Chapter 23, Problem 32E

(a)

To determine

To explain do these data satisfy assumptions for inference.

Answer to Problem 32E

These data satisfy assumptions for inference.

Explanation of Solution

In the question it is given that, some students checked six bags of Doritos marked with a net weight of $28.3$ grams. They then carefully weighed the content of each bag and recorded it as:

  $\{29.2,28.5,28.7,28.9,29.1,29.5\}$

Thus, now we will check if these data satisfy assumptions for inference as:

Random condition: It is satisfied assuming that the six bags were randomly selected.

Independent condition: It is satisfied since the sample of six bags of Doritos is less than $10\%$ of the population of all bags of Doritos.

Normal condition: It is satisfied because the histogram shows no outlier and the normal quantile plot is nearly linear.

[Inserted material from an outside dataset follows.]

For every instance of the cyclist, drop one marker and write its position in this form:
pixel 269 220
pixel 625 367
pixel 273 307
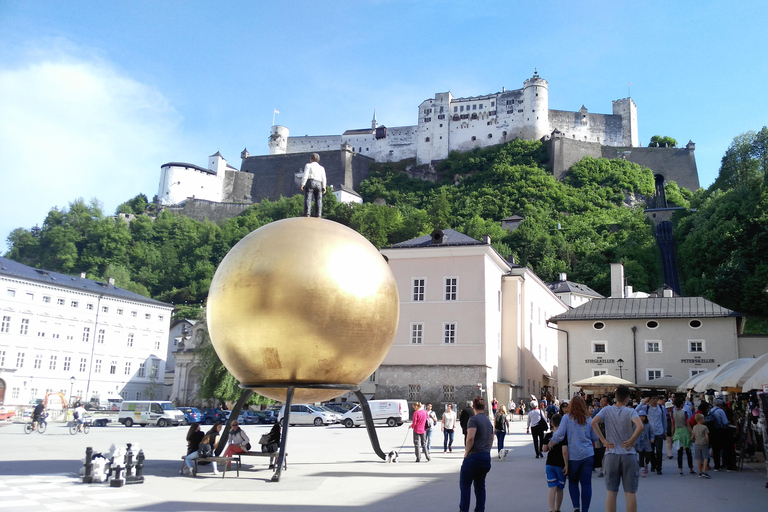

Thus, all the conditions are met.

(b)

To determine

To find the mean and standard deviation of the weight.

Answer to Problem 32E

The mean is $28.9833$ .

The standard deviation is $0.3601$ .

Explanation of Solution

In the question it is given that, some students checked six bags of Doritos marked with a net weight of $28.3$ grams. They then carefully weighed the content of each bag and recorded it as:

  $\{29.2,28.5,28.7,28.9,29.1,29.5\}$

The mean of this data is:

  $\begin{array}{l}\overline{x}=\frac{29.2+28.5+29.1+28.7+28.9+29.5}{6}\\ =28.9833\end{array}$

The standard deviation of the data is:

  $\begin{array}{l}s=\sqrt{\frac{{(29.2-28.9833)}^2+\mathrm{....}+{(29.5-28.9833)}^2}{6-1}}\\ =0.3601\end{array}$

(c)

To determine

To create a $95\%$ confidence interval for the mean weight of such bags of chips.

Answer to Problem 32E

The confidence interval is: $(28.6053,29.3613)$ .

Explanation of Solution

In the question it is given that, some students checked six bags of Doritos marked with a net weight of $28.3$ grams. They then carefully weighed the content of each bag and recorded it as:

  $\{29.2,28.5,28.7,28.9,29.1,29.5\}$

  $n=6$

  $\begin{array}{l}\overline{x}=28.9833\\ s=0.3601\end{array}$

The degrees of freedom is:

  $\begin{array}{l}df=n-1\\ =6-1\\ =5\end{array}$

The t -value is:

  $t_{\alpha /2}=2.571$

The confidence interval is:

  $\begin{array}{l}\overline{x}-t_{\alpha /2}\times \frac{s}{\sqrt{n}}\\ =28.9833-2.571\times \frac{0.3601}{\sqrt{6}}\\ =28.6053\\ \overline{x}+t_{\alpha /2}\times \frac{s}{\sqrt{n}}\\ =28.9833+2.571\times \frac{0.3601}{\sqrt{6}}\\ =29.3613\end{array}$

Thus, the confidence interval is: $(28.6053,29.3613)$ .

(d)

To determine

To explain in context what your interval means.

Explanation of Solution

In the question it is given that, some students checked six bags of Doritos marked with a net weight of $28.3$ grams. They then carefully weighed the content of each bag and recorded it as:

  $\{29.2,28.5,28.7,28.9,29.1,29.5\}$

  $n=6$

  $\begin{array}{l}\overline{x}=28.9833\\ s=0.3601\end{array}$

The confidence interval is: $(28.6053,29.3613)$ . Thus, we are $95\%$ confident that the true net weight of the bags of Doritos marked with a net weight of $28.3$ grams is between $28.6053\text{Grams and }29.3613\text{Grams}$ .

(e)

To determine

To comment on the company’s stated net weight of $28.3$ grams.

Explanation of Solution

In the question it is given that, some students checked six bags of Doritos marked with a net weight of $28.3$ grams. They then carefully weighed the content of each bag and recorded it as:

  $\{29.2,28.5,28.7,28.9,29.1,29.5\}$

  $n=6$

  $\begin{array}{l}\overline{x}=28.9833\\ s=0.3601\end{array}$

The confidence interval is: $(28.6053,29.3613)$ . Thus, the company's stated net weight of $28.3$ grams appears to be incorrect and the actual net weight appears to be more $28.3$ grams, because the confidence interval does not contain $28.3$ and only contains values higher than $28.3$ grams.